New Delhi, March 24: The Supreme Court is likely to deliver a verdict on the validity of Section 66A of the Information and Technology Act 2000. Under the section, the police is empowered to arrest those who post objectionable content online and it provides for a three-year jail term.
It was challenged by a law student, non-government organisations and controversial Bangladeshi author Taslima Nasrin. It was said that the law interferes with free speech and appealed to quash it.
The Centre, however, defended the provision saying it could not be declared unconstitutional on grounds of the possibility of its potential abuse. It also said that remarks made on social media on political debate or protests expressing an opposite view could not be punished under the section.
The lawyers of the petitioners counter-argued that the definition of the Section 66A is vague and it could lead to abuse of the provision. They said that those making genuine comments could be harassed under the provision.

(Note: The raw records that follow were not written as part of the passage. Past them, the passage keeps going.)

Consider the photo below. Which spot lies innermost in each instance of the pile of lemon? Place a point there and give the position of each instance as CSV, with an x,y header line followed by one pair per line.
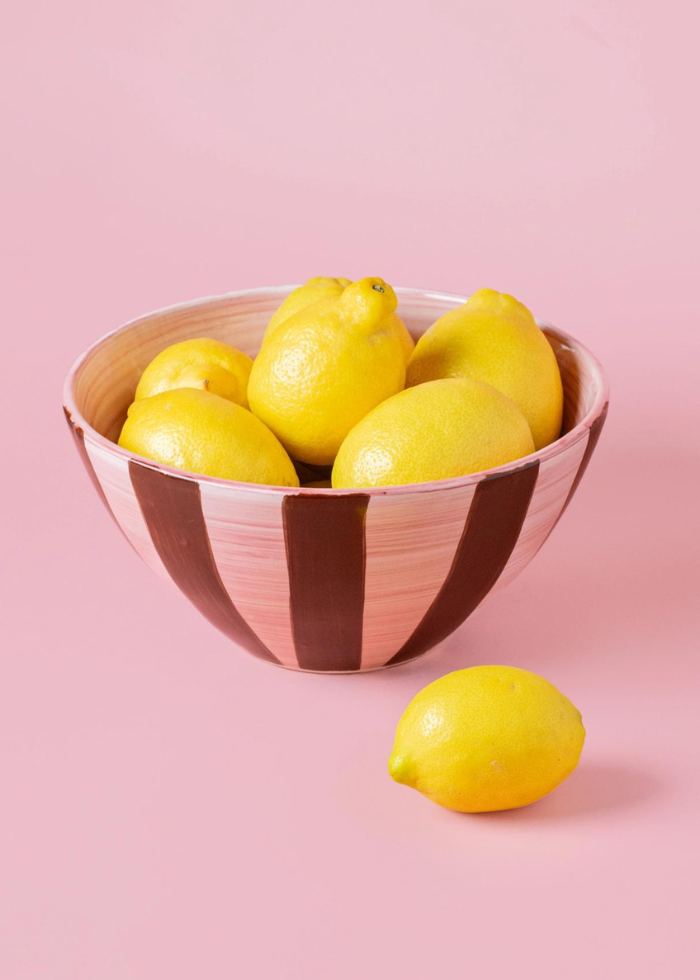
x,y
339,383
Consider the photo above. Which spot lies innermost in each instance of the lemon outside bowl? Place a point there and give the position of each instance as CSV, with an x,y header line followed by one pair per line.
x,y
316,579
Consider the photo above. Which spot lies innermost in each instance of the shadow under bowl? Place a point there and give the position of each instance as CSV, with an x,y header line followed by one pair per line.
x,y
316,579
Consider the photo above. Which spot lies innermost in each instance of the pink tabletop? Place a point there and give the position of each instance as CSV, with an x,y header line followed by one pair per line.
x,y
174,809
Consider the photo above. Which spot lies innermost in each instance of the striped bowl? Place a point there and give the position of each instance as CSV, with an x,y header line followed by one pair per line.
x,y
324,580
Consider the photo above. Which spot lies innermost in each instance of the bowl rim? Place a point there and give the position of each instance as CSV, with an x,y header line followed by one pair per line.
x,y
77,420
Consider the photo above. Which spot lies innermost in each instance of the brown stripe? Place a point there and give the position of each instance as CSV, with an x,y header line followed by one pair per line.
x,y
325,541
172,509
79,440
593,437
490,532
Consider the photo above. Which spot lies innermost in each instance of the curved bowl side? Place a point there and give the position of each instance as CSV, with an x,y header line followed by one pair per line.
x,y
326,581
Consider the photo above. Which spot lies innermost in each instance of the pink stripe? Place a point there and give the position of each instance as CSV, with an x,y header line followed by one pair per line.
x,y
247,540
555,479
113,474
411,540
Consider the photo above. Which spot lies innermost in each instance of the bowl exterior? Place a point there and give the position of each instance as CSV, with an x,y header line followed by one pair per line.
x,y
337,581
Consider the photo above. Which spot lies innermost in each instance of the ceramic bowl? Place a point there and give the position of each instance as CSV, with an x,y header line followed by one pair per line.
x,y
313,579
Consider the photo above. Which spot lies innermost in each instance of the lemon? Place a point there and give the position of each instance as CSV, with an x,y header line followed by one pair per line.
x,y
494,338
204,433
325,367
313,291
209,365
438,430
322,288
487,738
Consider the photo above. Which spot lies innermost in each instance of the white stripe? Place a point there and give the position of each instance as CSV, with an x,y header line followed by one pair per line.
x,y
554,480
113,473
411,541
247,540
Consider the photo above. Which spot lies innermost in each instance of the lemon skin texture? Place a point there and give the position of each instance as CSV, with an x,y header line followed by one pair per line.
x,y
203,433
203,363
320,288
326,367
494,338
435,431
313,291
487,738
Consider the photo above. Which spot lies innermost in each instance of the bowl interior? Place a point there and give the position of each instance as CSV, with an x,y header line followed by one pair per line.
x,y
105,378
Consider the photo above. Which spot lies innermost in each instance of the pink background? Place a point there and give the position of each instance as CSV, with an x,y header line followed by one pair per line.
x,y
174,809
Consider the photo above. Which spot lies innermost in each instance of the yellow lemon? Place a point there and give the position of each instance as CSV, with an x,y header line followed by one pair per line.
x,y
494,338
438,430
204,433
209,365
313,291
487,738
324,368
321,288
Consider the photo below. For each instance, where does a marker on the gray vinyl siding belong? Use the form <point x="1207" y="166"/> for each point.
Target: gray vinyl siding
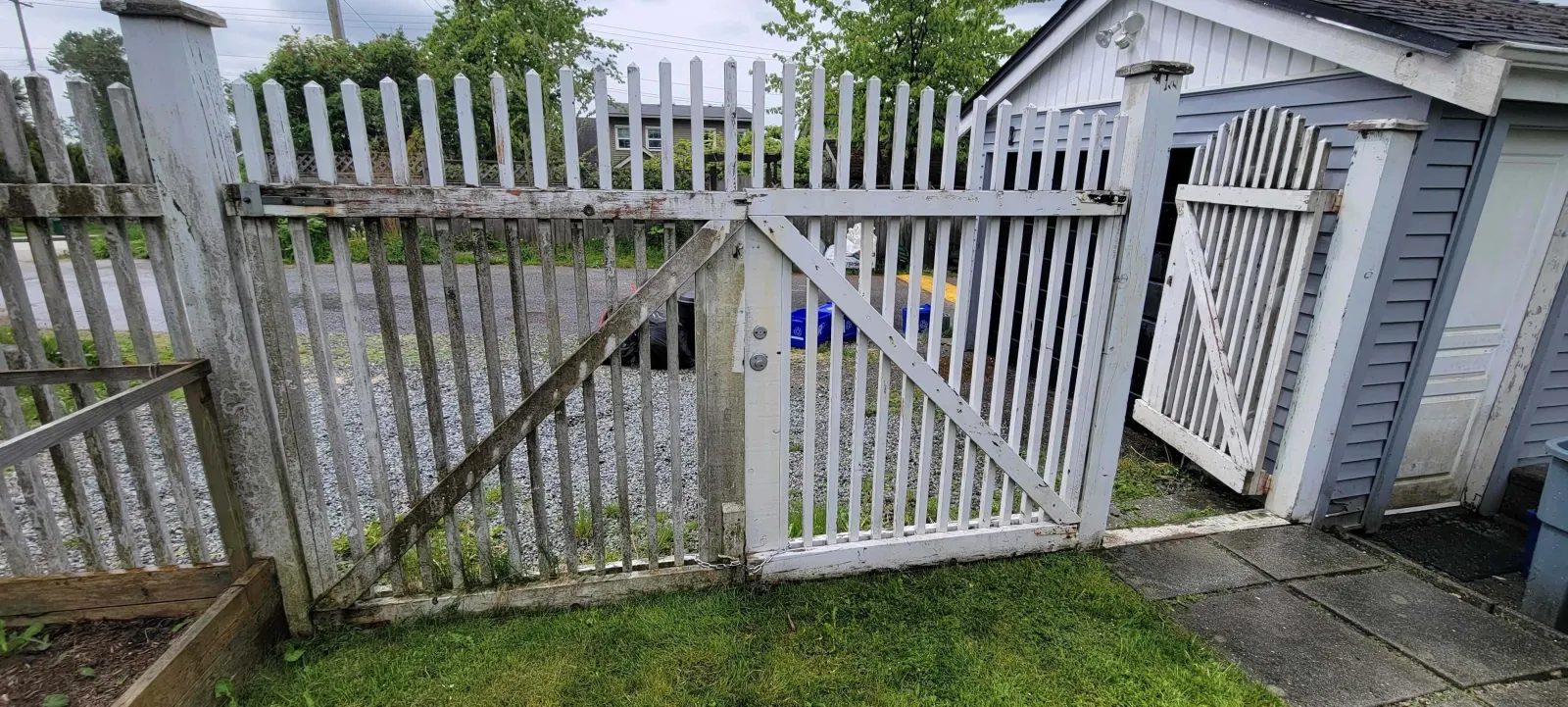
<point x="1544" y="414"/>
<point x="1327" y="102"/>
<point x="1388" y="375"/>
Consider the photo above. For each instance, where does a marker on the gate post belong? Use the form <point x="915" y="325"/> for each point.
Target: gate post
<point x="720" y="398"/>
<point x="1345" y="301"/>
<point x="1150" y="94"/>
<point x="190" y="143"/>
<point x="765" y="353"/>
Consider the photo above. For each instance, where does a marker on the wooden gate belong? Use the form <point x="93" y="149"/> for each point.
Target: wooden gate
<point x="1019" y="465"/>
<point x="1246" y="230"/>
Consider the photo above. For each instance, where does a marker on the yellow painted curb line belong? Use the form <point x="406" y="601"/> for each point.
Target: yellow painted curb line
<point x="951" y="290"/>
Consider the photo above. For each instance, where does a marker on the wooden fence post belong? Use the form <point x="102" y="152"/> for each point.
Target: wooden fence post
<point x="720" y="400"/>
<point x="1152" y="91"/>
<point x="767" y="351"/>
<point x="190" y="143"/>
<point x="1345" y="300"/>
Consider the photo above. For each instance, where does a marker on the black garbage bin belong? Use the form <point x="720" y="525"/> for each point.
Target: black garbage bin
<point x="659" y="337"/>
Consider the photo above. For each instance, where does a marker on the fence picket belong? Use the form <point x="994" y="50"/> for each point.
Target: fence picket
<point x="1095" y="320"/>
<point x="864" y="277"/>
<point x="94" y="152"/>
<point x="467" y="141"/>
<point x="836" y="328"/>
<point x="522" y="337"/>
<point x="310" y="292"/>
<point x="933" y="351"/>
<point x="355" y="125"/>
<point x="808" y="471"/>
<point x="966" y="257"/>
<point x="911" y="304"/>
<point x="922" y="172"/>
<point x="63" y="322"/>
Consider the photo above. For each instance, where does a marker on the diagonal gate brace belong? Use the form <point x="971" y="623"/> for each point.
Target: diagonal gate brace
<point x="878" y="331"/>
<point x="490" y="452"/>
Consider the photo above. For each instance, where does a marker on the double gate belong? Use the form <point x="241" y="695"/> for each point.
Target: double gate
<point x="937" y="429"/>
<point x="451" y="419"/>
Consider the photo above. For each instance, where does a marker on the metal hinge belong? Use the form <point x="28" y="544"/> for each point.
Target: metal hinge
<point x="255" y="204"/>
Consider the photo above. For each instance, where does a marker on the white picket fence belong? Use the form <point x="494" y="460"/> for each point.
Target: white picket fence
<point x="396" y="460"/>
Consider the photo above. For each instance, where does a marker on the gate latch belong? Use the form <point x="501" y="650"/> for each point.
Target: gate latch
<point x="255" y="204"/>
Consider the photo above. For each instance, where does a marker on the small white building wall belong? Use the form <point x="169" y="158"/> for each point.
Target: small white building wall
<point x="1082" y="73"/>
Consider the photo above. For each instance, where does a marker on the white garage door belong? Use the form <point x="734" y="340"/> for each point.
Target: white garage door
<point x="1490" y="311"/>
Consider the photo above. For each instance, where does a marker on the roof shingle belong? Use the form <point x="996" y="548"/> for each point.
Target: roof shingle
<point x="1471" y="21"/>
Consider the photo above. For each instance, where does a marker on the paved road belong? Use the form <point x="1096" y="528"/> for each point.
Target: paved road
<point x="331" y="295"/>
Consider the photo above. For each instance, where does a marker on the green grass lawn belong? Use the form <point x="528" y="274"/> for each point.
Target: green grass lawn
<point x="1045" y="631"/>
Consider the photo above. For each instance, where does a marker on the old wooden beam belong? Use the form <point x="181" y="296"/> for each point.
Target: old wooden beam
<point x="656" y="206"/>
<point x="44" y="436"/>
<point x="533" y="410"/>
<point x="85" y="375"/>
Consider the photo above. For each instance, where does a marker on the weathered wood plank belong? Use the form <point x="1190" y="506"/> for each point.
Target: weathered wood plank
<point x="524" y="339"/>
<point x="564" y="593"/>
<point x="226" y="641"/>
<point x="352" y="201"/>
<point x="96" y="414"/>
<point x="78" y="199"/>
<point x="35" y="596"/>
<point x="913" y="550"/>
<point x="397" y="379"/>
<point x="548" y="397"/>
<point x="435" y="414"/>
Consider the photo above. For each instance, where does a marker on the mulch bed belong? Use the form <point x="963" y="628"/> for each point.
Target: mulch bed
<point x="117" y="652"/>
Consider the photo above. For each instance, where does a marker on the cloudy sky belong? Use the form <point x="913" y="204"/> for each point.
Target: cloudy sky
<point x="651" y="30"/>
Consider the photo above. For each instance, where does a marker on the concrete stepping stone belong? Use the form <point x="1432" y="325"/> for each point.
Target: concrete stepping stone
<point x="1457" y="640"/>
<point x="1301" y="652"/>
<point x="1191" y="566"/>
<point x="1551" y="693"/>
<point x="1290" y="552"/>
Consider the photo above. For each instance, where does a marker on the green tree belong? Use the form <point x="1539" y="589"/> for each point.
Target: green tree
<point x="300" y="60"/>
<point x="478" y="38"/>
<point x="98" y="58"/>
<point x="951" y="46"/>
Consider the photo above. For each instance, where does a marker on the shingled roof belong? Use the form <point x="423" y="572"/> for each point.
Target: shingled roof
<point x="1452" y="23"/>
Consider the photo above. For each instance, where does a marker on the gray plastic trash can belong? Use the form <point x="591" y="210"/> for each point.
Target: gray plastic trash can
<point x="1546" y="589"/>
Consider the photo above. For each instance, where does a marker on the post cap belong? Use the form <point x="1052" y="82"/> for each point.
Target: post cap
<point x="1403" y="125"/>
<point x="164" y="8"/>
<point x="1173" y="68"/>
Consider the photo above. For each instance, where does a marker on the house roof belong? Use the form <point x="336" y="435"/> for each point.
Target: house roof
<point x="1440" y="25"/>
<point x="1454" y="23"/>
<point x="681" y="112"/>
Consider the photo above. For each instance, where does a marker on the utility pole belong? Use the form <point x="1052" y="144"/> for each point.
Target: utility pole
<point x="27" y="44"/>
<point x="334" y="15"/>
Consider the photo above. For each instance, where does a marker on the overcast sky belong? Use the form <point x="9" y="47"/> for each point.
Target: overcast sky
<point x="651" y="30"/>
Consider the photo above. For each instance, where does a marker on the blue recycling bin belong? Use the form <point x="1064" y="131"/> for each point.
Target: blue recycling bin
<point x="1546" y="588"/>
<point x="797" y="327"/>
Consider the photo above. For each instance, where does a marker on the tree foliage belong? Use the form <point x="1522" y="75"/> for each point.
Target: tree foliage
<point x="98" y="58"/>
<point x="949" y="46"/>
<point x="474" y="38"/>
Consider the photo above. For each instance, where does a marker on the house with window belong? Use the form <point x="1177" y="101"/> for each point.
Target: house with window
<point x="653" y="138"/>
<point x="1450" y="372"/>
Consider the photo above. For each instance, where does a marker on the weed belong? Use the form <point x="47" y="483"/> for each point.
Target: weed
<point x="30" y="638"/>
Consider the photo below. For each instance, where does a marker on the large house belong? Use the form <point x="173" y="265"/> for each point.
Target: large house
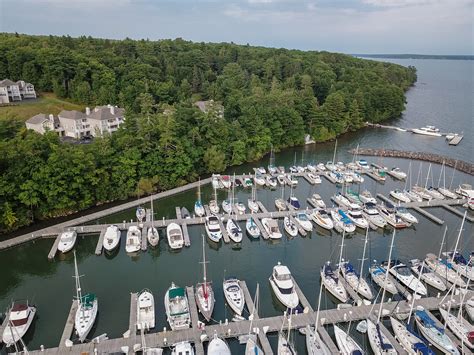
<point x="11" y="91"/>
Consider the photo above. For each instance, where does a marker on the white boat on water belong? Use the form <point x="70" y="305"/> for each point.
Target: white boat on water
<point x="134" y="239"/>
<point x="177" y="308"/>
<point x="145" y="310"/>
<point x="67" y="240"/>
<point x="111" y="238"/>
<point x="271" y="227"/>
<point x="175" y="236"/>
<point x="213" y="228"/>
<point x="283" y="286"/>
<point x="234" y="295"/>
<point x="20" y="316"/>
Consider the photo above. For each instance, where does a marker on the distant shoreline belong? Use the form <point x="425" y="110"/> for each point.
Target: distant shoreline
<point x="416" y="56"/>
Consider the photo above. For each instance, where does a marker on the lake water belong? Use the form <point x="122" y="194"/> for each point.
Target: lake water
<point x="443" y="97"/>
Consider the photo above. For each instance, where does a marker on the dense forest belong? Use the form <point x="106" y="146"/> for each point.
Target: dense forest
<point x="271" y="97"/>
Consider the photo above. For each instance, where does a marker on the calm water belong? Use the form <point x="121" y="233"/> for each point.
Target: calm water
<point x="442" y="96"/>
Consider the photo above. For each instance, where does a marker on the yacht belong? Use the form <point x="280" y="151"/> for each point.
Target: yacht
<point x="111" y="238"/>
<point x="234" y="295"/>
<point x="177" y="308"/>
<point x="283" y="286"/>
<point x="20" y="316"/>
<point x="67" y="241"/>
<point x="271" y="227"/>
<point x="134" y="239"/>
<point x="175" y="236"/>
<point x="213" y="228"/>
<point x="145" y="310"/>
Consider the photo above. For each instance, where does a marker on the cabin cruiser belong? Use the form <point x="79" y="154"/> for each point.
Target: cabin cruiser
<point x="322" y="219"/>
<point x="234" y="295"/>
<point x="134" y="239"/>
<point x="67" y="241"/>
<point x="20" y="316"/>
<point x="283" y="286"/>
<point x="213" y="228"/>
<point x="175" y="236"/>
<point x="271" y="227"/>
<point x="177" y="308"/>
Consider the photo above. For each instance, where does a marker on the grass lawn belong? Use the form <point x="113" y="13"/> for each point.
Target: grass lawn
<point x="47" y="103"/>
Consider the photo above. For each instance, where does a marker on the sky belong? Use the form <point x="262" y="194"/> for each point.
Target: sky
<point x="348" y="26"/>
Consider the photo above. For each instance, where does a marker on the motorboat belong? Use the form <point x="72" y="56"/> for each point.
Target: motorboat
<point x="111" y="238"/>
<point x="145" y="310"/>
<point x="426" y="274"/>
<point x="177" y="308"/>
<point x="234" y="231"/>
<point x="182" y="348"/>
<point x="410" y="341"/>
<point x="427" y="131"/>
<point x="213" y="228"/>
<point x="373" y="216"/>
<point x="234" y="295"/>
<point x="271" y="227"/>
<point x="20" y="316"/>
<point x="175" y="236"/>
<point x="403" y="274"/>
<point x="290" y="227"/>
<point x="433" y="333"/>
<point x="134" y="239"/>
<point x="345" y="343"/>
<point x="332" y="283"/>
<point x="67" y="240"/>
<point x="303" y="220"/>
<point x="322" y="219"/>
<point x="252" y="228"/>
<point x="218" y="346"/>
<point x="403" y="213"/>
<point x="378" y="275"/>
<point x="283" y="286"/>
<point x="355" y="281"/>
<point x="378" y="341"/>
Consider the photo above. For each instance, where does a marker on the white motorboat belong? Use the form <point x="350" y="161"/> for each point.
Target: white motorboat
<point x="182" y="348"/>
<point x="403" y="274"/>
<point x="427" y="131"/>
<point x="290" y="227"/>
<point x="322" y="219"/>
<point x="378" y="341"/>
<point x="283" y="286"/>
<point x="426" y="274"/>
<point x="378" y="276"/>
<point x="67" y="240"/>
<point x="234" y="295"/>
<point x="234" y="231"/>
<point x="111" y="238"/>
<point x="433" y="333"/>
<point x="345" y="343"/>
<point x="177" y="308"/>
<point x="271" y="227"/>
<point x="372" y="215"/>
<point x="175" y="236"/>
<point x="213" y="228"/>
<point x="355" y="281"/>
<point x="252" y="228"/>
<point x="134" y="239"/>
<point x="20" y="316"/>
<point x="145" y="310"/>
<point x="332" y="283"/>
<point x="303" y="220"/>
<point x="87" y="308"/>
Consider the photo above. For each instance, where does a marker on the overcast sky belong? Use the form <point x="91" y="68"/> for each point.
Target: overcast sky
<point x="350" y="26"/>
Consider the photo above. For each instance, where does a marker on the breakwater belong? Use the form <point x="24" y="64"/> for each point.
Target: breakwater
<point x="460" y="165"/>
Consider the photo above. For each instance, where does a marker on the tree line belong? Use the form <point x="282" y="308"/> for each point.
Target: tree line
<point x="271" y="97"/>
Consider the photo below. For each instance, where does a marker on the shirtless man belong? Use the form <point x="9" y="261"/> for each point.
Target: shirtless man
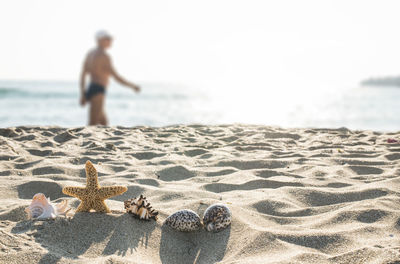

The petition was filed in the wake of the arrest of two teenagers in Mumbai's Palghar who had objected to a statewide strike called by the Shiv Sena following the death of party patriarch Bal Thackeray in November 2012. They were let off only after the arrests led to nationwide protests.
It was also alleged that the police were misusing the laws under political pressure.
In West Bengal also a university professor faced the consequences after he had posted a caricature on Mamata Banerjee and her party leaders in early 2012.